Several US universities have developed the test predicting the development of premature babies. If the control of parasympathetic system is dominating, the prognosis is definitely better: the possibility of cerebral palsy, mental retardation and other typical pathologies of premature babies, is much less. Domination of the sympathetic nervous system, in babies as well as in adults, on the other hand provides for not so good a prediction. Of course, the body is more comfortable under the parasympathetic control, and the latter is dominant until something out of the ordinary happens.

Nevertheless, like in many other cases, we are deviating from the natural order of things. In this case, it is an abuse of the sympathetic system's services. Hence are the tendencies to high blood pressure, increased pulse, etc. Hence is the emergency type of breathing when it is not needed.

Try breathing as deep and as fast as you can. Soon, you will get dizzy and might even get a headache. Asthma victims might get an asthma attack. People with heart problems might get an anginaattack. It looks as though our body's in trouble and the weakest points fail first, which is natural.

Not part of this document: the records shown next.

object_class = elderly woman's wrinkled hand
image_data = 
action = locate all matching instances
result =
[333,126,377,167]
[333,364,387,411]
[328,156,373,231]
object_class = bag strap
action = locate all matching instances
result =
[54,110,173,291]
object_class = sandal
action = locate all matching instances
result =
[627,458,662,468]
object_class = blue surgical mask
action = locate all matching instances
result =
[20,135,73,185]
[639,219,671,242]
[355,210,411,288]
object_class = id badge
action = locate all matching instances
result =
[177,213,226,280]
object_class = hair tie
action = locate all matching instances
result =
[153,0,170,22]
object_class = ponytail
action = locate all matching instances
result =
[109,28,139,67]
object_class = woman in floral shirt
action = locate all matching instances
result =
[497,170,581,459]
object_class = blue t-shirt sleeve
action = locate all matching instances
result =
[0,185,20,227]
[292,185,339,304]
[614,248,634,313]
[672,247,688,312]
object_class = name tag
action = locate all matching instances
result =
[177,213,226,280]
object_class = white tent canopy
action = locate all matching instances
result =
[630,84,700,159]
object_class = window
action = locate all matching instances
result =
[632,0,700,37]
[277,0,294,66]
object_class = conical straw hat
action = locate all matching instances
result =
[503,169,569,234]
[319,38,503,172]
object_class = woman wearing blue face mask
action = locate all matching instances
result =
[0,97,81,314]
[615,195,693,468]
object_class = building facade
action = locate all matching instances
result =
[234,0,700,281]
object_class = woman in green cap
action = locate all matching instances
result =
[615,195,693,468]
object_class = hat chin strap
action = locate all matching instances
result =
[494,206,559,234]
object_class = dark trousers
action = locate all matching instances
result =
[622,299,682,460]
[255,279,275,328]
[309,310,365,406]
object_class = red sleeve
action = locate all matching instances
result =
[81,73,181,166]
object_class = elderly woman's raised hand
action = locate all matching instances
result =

There is a disease, panic attacks, a major symptom of which is a strong, uncontrollable fear and frantic hysterical breathing. Do you know how that panic attack is fought? It's hard to believe, but the victim is made to breathe into a paper bag (brown paper bag #4). What happens was recorded by placing a gas sensor inside the bag. After it is breathed in for a short time, the concentration of carbon dioxide inside increases. Then the attack stops. Turns out, not only the lack of oxygen but also the lack of carbon dioxide is harmful to the body. In the "Medline" there are many hundreds of clinical and experimental evidences on the harm of lack of carbon dioxide (hypocapnia), along with good effects of moderate hypercapnia.